So I made this recipe once. And I made it again. And it’s safe to say this one will go down in the record books as one of my favorite chicken recipes of all time. It’s called Chicken Marbella and it’s seriously amazing. How could something not taste amazing that’s marinated and cooked in a whole head of garlic, white wine, capers, olives, red wine vinegar, plums and various other delights? The taste is so, so good and completely unique. Trust me on this. Salty and briny from the olives and capers, sweet from the prunes and perfect on a bed of rice or couscous to suck up all that liquidly goodness. I found myself eating cold olives out of the leftover pan tonight when I got home from work. No fork. Just my fingers and they were so freaking good.
Sadly, I can’t claim this recipe as my own but who cares! It’s too good not to share. I found this recipe in a cookbook I ordered on the recommendation of a co-worker called The Silver Palate Cookbook. I got the 25th Anniversary edition in full color (What can I say, I can’t deal with cookbooks that don’t include photos). The Silver Palate was a small takeout shop that opened in NYC in 1977 offering gourmet fare for home cooks in need of a little help in the kitchen department. This cookbook features some of their beloved recipes over the years. Chicken Marbella was the first main-course dish offered at their shop and I can totally see why.
This recipe does require marinating overnight which is perfect. It’s a WONDERFUL dish for entertaining (just double the recipe) or even during a weeknight. If you marinate it the night before, all you have to do is throw everything together and when ready to bake, just put in a baking dish and you are all set. It’s really easy.
- 1/2 cup olive oil
- 1/2 cup red wine vinegar
- 1 cup pitted prunes
- 1/2 cup pitted Spanish green olives
- 1/2 cup capers with a bit of juice
- 6 bay leaves
- 1 head of garlic, peeled and finely diced or crushed
- 1/4 cup dried oregano
- coarse salt and finely ground black pepper to taste
- 4 large chicken breasts
- 1/2 cup brown sugar
- 1 cup dry white wine
- 1/4 cup fresh italian flat-leaf parsley
Combine olive oil, red wine vinegar, prunes, olives, capers and juice, bay leaves, garlic, oregano and salt and pepper in a large bowl.

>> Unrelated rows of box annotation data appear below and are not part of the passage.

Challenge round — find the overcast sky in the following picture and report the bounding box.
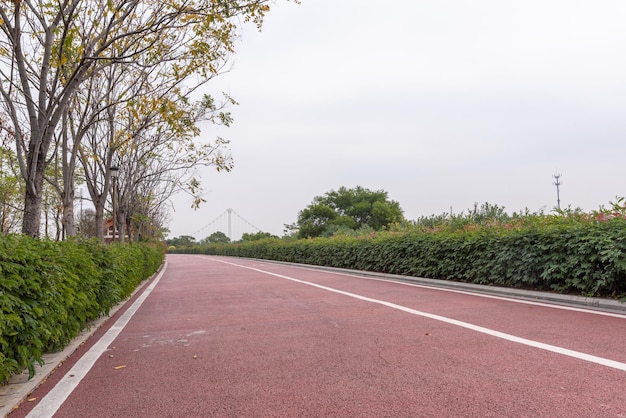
[169,0,626,239]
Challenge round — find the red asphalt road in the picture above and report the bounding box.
[10,255,626,418]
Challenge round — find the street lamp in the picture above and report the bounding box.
[109,165,120,241]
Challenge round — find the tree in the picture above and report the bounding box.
[295,186,404,238]
[0,0,286,236]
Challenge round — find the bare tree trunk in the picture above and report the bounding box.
[22,164,47,237]
[95,204,104,240]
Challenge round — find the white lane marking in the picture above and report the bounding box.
[213,259,626,371]
[286,263,626,319]
[27,261,167,418]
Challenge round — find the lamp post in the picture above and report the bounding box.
[110,165,119,241]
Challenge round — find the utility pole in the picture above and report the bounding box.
[552,173,561,210]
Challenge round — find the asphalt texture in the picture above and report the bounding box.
[4,255,626,418]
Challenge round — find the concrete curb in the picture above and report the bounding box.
[255,259,626,314]
[0,263,165,417]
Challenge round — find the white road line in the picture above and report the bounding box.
[213,259,626,371]
[27,262,167,418]
[286,264,626,319]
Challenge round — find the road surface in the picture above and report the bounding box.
[10,255,626,418]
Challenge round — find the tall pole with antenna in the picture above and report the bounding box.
[552,173,561,210]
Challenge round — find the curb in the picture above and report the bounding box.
[254,259,626,314]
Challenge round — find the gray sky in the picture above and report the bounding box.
[165,0,626,239]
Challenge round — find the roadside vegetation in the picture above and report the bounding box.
[0,235,164,383]
[170,191,626,299]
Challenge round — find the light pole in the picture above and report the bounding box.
[552,174,562,210]
[110,165,119,242]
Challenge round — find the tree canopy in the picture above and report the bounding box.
[0,0,297,239]
[294,186,404,238]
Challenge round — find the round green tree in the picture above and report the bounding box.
[296,186,404,238]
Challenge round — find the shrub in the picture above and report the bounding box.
[0,235,164,382]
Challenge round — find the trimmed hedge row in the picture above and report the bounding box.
[0,235,164,383]
[176,218,626,297]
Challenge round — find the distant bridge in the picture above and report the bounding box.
[191,208,261,241]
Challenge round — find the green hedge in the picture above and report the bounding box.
[175,218,626,298]
[0,235,164,383]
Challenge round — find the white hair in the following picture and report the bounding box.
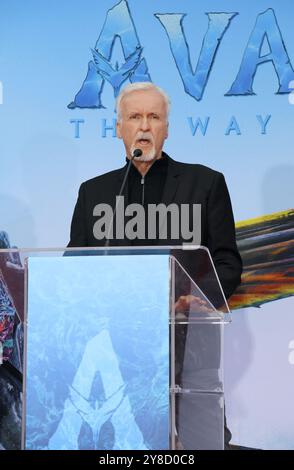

Add in your chicken and give everything a good stir to coat. Cover the bowl and refrigerate overnight. I often will give everything in the bowl a couple more stirs before I’m ready to bake.
When ready to bake, preheat oven to 350. Arrange chicken in a single layer in a baking dish. If doubling the recipe, you may need two dishes. Spoon the marinade over your chicken, sprinkle the chicken with the brown sugar and pour the white wine around everything like below.
Bake, basting frequently with the pan juices 50 minutes to 1 hour.
When done, transfer to a serving plate with a slotted spoon and moisten with a few large spoonfuls of the pan juices and sprinkle with parsley. Or, in my case just take whatever you want out of the pan and place on a plate over a bed of rice or desired sides. Make sure to get some of the olives and prunes, yum! Who knew olives and prunes go so well together! Speaking of, I’m heading to the fridge right now for leftovers. Actual leftovers. Not sneaking bites of cold leftover olives even though I’m quite sure I could be totally satisfied with that too ;)
That’s it. Pretty easy right? So worth it. Try it and let me know how you like it! Enjoy!